La Provence raconte le cloque des décharges sauvages à Marseille, mais aussi ressuscite Pape Diouf un an après sa mort. Presse-Océan dit des jeunes d'un quartiers nantais qui ont sauvé une famille, parents et bébé, des flammes... Le Monde raconte l'opulente irréalité de la bande du Petit bar...
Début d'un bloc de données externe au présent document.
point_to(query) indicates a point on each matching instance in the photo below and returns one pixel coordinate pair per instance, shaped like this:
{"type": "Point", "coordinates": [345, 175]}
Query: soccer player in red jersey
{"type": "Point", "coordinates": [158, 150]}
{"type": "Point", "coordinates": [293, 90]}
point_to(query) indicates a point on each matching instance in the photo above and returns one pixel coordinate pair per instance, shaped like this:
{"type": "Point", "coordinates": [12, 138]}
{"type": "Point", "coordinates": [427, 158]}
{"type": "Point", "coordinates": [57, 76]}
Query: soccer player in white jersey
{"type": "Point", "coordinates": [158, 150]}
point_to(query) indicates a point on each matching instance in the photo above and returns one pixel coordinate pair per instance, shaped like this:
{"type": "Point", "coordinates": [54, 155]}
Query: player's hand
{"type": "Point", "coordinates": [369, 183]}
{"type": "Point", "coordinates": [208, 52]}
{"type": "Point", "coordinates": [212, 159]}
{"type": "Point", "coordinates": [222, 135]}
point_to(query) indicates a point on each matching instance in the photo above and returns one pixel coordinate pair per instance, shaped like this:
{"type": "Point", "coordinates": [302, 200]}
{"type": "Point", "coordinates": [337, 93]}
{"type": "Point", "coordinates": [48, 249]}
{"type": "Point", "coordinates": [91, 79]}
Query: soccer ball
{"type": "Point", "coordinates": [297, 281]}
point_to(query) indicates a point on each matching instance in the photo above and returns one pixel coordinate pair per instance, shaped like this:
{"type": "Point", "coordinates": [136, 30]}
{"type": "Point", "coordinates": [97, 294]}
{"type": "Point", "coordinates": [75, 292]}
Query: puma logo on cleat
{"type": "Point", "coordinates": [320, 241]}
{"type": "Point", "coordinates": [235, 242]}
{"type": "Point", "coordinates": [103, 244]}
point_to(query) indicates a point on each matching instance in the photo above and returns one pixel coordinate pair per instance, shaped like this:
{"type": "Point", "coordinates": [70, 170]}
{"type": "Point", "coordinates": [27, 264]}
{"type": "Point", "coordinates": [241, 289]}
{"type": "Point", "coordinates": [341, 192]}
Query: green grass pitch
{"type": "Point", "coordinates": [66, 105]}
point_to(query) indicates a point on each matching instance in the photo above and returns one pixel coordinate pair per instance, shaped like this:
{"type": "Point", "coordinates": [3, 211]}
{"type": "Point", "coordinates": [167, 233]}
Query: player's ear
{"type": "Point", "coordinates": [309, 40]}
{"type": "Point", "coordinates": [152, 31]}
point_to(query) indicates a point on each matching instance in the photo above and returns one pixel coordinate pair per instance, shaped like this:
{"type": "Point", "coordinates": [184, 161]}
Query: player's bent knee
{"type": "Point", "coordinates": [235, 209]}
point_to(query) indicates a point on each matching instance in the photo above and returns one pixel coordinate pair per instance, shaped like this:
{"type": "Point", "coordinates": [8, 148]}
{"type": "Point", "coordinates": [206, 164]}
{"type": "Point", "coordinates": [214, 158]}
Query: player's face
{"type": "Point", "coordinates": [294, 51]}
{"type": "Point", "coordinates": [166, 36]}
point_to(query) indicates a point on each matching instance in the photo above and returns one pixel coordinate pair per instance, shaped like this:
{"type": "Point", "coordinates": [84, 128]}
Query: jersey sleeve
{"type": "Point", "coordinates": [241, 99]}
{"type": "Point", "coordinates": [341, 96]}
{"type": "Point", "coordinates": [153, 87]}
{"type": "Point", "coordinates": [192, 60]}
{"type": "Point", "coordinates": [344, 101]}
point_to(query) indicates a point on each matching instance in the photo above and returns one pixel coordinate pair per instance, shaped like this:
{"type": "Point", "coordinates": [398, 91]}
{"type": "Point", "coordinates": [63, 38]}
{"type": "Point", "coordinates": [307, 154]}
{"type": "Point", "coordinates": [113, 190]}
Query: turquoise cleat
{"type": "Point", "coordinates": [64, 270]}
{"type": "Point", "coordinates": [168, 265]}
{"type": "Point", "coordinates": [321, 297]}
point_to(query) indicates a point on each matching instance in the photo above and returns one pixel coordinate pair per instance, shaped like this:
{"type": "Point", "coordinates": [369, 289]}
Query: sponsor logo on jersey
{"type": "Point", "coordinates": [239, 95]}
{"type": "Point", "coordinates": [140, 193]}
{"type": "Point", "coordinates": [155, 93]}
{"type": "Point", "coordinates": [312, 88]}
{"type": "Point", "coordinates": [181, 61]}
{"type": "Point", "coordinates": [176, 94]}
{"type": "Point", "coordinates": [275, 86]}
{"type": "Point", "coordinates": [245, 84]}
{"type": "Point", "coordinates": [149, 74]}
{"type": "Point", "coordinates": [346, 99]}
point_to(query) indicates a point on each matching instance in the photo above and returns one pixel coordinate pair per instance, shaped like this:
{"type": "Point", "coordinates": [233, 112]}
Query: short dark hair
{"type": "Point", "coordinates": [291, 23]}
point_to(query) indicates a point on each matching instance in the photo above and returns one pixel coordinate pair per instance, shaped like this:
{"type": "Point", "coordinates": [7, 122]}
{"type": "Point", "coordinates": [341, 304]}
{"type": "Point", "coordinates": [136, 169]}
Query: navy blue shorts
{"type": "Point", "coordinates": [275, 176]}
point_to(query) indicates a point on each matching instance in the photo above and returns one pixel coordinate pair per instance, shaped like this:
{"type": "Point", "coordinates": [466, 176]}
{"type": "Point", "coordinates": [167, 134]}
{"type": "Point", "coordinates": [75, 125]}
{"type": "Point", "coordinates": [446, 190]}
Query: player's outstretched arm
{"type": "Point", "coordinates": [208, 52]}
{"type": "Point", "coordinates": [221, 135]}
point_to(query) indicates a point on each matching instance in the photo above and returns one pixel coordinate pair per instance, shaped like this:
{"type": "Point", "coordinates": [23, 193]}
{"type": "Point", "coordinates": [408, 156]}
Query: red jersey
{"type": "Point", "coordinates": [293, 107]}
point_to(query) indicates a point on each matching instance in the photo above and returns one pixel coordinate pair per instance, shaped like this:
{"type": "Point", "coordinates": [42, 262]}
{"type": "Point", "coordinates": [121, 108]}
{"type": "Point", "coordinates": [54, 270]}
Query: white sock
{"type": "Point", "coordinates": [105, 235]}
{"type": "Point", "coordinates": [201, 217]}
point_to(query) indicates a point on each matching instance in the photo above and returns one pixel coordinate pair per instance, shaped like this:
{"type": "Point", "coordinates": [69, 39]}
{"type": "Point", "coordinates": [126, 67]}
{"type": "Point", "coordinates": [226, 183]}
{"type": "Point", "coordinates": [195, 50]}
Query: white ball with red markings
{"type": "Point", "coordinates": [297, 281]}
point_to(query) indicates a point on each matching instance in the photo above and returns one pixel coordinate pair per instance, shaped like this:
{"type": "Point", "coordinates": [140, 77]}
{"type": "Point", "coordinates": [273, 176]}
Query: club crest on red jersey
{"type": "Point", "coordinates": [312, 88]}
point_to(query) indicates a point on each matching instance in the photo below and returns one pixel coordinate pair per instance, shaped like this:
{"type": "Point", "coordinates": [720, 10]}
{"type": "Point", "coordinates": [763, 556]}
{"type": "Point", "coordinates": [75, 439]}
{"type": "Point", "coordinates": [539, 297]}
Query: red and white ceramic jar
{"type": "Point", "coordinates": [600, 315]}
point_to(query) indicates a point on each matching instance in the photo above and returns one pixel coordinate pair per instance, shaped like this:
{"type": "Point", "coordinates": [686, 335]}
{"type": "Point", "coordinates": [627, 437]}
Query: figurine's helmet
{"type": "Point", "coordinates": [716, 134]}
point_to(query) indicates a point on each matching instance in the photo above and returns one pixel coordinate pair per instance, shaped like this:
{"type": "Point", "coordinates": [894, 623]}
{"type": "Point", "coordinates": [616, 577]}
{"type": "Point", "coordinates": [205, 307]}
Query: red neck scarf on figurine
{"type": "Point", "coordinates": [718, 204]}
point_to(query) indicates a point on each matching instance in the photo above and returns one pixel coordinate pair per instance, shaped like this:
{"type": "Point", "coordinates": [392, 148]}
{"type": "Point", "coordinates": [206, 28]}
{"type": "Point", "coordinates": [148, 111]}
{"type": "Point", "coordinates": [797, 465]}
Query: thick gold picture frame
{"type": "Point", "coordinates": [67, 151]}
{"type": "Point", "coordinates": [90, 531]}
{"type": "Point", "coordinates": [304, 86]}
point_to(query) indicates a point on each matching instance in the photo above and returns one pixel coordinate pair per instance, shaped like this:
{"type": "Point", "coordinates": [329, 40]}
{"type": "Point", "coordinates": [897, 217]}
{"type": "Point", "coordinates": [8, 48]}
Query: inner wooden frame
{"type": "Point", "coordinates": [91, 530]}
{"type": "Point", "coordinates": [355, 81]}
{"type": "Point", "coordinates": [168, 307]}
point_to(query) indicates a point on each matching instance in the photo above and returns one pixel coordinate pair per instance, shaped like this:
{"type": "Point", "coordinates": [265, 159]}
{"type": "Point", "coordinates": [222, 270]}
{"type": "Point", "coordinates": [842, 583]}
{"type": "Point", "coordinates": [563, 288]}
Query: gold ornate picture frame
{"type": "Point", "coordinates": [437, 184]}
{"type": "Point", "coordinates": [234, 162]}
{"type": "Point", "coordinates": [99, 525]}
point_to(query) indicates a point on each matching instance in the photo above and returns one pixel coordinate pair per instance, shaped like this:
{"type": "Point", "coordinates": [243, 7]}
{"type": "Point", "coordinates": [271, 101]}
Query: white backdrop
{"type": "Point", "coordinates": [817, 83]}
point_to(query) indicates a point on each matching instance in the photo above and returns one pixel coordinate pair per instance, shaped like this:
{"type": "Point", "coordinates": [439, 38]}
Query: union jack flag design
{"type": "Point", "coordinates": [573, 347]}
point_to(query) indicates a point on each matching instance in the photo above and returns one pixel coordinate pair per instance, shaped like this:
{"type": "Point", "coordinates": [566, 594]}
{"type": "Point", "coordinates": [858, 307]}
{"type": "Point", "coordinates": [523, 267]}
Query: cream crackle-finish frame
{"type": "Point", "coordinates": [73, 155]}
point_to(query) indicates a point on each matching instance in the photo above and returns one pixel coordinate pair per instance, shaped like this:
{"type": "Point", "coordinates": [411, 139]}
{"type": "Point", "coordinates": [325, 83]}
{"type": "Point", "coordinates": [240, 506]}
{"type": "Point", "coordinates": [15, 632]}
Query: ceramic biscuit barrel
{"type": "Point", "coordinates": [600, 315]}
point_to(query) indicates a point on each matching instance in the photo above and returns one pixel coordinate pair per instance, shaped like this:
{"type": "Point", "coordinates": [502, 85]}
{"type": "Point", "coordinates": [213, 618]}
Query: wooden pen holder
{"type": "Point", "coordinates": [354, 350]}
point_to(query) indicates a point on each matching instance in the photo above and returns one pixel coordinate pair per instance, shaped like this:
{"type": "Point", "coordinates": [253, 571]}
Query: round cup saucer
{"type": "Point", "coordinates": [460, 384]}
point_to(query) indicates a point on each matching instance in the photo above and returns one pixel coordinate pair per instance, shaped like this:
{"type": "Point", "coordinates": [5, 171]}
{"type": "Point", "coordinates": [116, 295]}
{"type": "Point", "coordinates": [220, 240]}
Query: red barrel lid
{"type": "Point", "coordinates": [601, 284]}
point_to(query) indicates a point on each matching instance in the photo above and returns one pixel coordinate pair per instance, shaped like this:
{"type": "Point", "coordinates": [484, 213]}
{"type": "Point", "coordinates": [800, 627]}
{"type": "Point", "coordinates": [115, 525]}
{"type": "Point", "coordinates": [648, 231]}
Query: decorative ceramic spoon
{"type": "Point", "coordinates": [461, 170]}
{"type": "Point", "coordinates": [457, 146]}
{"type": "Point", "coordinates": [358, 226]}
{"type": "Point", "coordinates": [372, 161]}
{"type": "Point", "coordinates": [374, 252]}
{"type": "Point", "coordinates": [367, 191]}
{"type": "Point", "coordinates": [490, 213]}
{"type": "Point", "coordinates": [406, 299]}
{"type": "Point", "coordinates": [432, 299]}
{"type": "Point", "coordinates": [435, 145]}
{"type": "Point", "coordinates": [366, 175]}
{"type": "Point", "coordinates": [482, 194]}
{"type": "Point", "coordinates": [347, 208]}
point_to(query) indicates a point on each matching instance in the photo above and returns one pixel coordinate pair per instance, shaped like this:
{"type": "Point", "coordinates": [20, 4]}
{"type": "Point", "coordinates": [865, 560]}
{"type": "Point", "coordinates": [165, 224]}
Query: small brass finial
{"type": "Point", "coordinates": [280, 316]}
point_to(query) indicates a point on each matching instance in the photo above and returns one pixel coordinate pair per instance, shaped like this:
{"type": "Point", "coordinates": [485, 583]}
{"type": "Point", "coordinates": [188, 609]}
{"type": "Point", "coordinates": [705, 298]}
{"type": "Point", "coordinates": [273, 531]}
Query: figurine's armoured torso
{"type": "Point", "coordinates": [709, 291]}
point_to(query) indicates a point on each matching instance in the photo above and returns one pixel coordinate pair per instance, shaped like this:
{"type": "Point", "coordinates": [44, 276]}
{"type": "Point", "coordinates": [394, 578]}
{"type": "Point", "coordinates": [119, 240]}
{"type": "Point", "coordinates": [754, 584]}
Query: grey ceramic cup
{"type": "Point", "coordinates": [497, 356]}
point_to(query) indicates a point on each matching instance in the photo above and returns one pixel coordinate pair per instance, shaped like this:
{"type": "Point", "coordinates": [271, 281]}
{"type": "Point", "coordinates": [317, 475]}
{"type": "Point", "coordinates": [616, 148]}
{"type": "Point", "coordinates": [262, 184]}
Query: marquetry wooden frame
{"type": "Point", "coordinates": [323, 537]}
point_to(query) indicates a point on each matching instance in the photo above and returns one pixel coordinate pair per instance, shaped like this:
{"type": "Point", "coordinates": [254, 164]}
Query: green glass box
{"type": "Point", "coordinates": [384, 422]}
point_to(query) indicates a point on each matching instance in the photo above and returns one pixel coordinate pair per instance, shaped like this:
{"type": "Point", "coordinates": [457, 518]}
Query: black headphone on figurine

On parle d'un mal français...  

Que dans une démonstration troublante, l'Opinion dénonce ce matin, ce mal se nomme la Ve République, qui autorise le pouvoir, droit dans ses bottes, à se préserver de la critique, du contrôle démocratique, pour agir dans une bulle de certitude, déconnecté... Et à cette aune, dit l'Opinion, le génocide des Tutsis au Rwanda en 1994, et la crise de la Covid depuis un ans illustrent les mêmes dérives: celles de décisions confisquées par un Président de la République, François Mitterrand alors et son état-major particulier, Emmanuel Macron désormais et son conseil de défense.  Cette extrapolation du rapport Duclert sur le Rwanda est signée Jean-Dominique Merchet, qui précise que la gestion d'une pandémie n'équivaut pas l'aveuglement face à un génocide, mais il  pointe le paradoxe de l'actuel du Président, qui a fait le choix de la vérité sur le Rwanda, mais qui a pris ainsi le risque de nous inviter à une lecture critique de nos institutions...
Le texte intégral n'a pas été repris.